Гуляков и Завалишин лежат на линии огня рядом.

— Мать его! Три патрона в молоко, не вижу ничего, глаза застит! Клыч сгнобит в конюшне…

Завалишину, страдающему от вчерашнего — вернее, от сегодняшнего ночного — на жаре совсем худо: в его груди что-то клокочет и булькает, как в кастрюле с холодцом, серое лицо покрыто крупными каплями пота, который льется струйкой с подбородка, обильно смачивая пыль.

— Не паникуй, Сёмка, сейчас поправим…

Гуляков приподнимается, смотрит, где Захарчук.

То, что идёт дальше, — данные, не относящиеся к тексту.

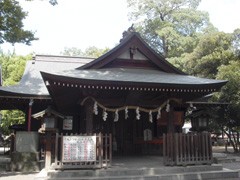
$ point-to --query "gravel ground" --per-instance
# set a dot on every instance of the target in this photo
(216, 150)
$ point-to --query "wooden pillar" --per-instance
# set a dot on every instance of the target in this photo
(30, 114)
(89, 115)
(48, 150)
(170, 121)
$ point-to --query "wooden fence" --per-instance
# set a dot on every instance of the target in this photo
(186, 149)
(71, 151)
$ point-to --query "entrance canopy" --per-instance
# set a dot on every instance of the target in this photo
(129, 74)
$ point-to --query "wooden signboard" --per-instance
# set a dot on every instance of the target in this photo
(78, 148)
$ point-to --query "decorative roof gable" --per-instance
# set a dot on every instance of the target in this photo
(132, 52)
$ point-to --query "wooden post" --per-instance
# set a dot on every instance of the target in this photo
(89, 115)
(30, 114)
(170, 121)
(48, 150)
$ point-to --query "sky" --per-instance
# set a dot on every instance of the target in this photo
(99, 23)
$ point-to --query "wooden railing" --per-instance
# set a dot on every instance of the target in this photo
(186, 149)
(102, 152)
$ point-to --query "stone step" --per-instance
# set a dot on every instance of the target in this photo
(133, 172)
(217, 175)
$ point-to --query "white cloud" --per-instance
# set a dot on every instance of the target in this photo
(224, 14)
(84, 23)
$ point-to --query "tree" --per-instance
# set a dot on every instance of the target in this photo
(169, 26)
(213, 50)
(11, 24)
(229, 118)
(12, 70)
(91, 51)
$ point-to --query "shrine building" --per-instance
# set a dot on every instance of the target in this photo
(131, 95)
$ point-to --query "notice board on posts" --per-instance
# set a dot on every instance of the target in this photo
(78, 148)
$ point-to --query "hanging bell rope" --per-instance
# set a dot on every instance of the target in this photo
(132, 107)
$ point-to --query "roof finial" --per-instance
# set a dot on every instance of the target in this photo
(127, 32)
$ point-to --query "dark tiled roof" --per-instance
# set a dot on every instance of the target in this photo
(32, 83)
(137, 76)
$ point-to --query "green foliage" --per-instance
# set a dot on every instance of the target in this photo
(12, 70)
(11, 24)
(169, 26)
(91, 51)
(10, 118)
(231, 91)
(213, 50)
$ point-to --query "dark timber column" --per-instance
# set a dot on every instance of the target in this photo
(88, 106)
(170, 121)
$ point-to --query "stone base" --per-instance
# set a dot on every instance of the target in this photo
(25, 162)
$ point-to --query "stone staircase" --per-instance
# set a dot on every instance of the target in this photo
(163, 173)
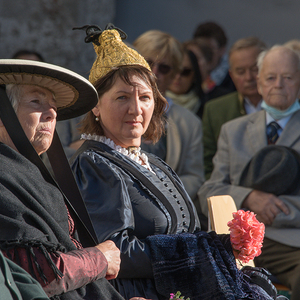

Тот рычит что-то педагогическое юнкеру на левом фланге, прижимая ногой локоть стрелка к земле. Гуляков отирает пот с лица, несколько раз сильно зажмуривает глаза, переносит ствол своей винтовки в сторону соседней, завалишинской, мишени, резко выдыхает, целится и трижды нажимает на спуск, быстро передергивая затвор. В центре квадратной фанерной головы вспухают ежики из белой щепы двух пулевых отверстий, еще одно появляется пониже, на груди.

Звучит команда подъесаула:

— Разряжай! К мишеням, бегом!

Юнкеры стоят каждый возле своей цели. Вдоль фанерных истуканов медленно идет Захарчук, помечая карандашом в замусоленной тетрадке результаты. Подходит к мишени Завалишина, ковыряет пальцем дырки от пуль, хмыкает:

— С испугу, что ли, в лоб дважды заправил, Завалишин? С похмелья лучше бьешь, чем на трезвую голову — это новое слово в стрелковой подготовке. Свободен!..

Спасенный от конюшенного навоза, юнкер бежит к товарищам, а ротный переходит к следующей мишени. Считает пулевые отметины, сгрудившиеся в центре фигуры.

— Хвалю, Гуляков. Как всегда, кучно, красиво, прямо как на картинке в наставлении.

— Служу Отечеству!

Захарчук направляется, было, к группе юнкеров, расслабленно сидящих в кружок на траве и громко гогочущих, но, пройдя несколько шагов, вдруг останавливается:

— Гуляков, а на фронте что этот ханурик будет делать, если тебя рядом не окажется? Там или он пулю в лоб, или ему. Ведь в лютое пекло пойдете, сынки, а как выживать, толком не знаете. Наставления — это одно, а вымуштрованный германец — совсем другое. Пошел бы с вами, да кто ж отпустит… За одного тебя спокоен, не пропадешь, бог даст…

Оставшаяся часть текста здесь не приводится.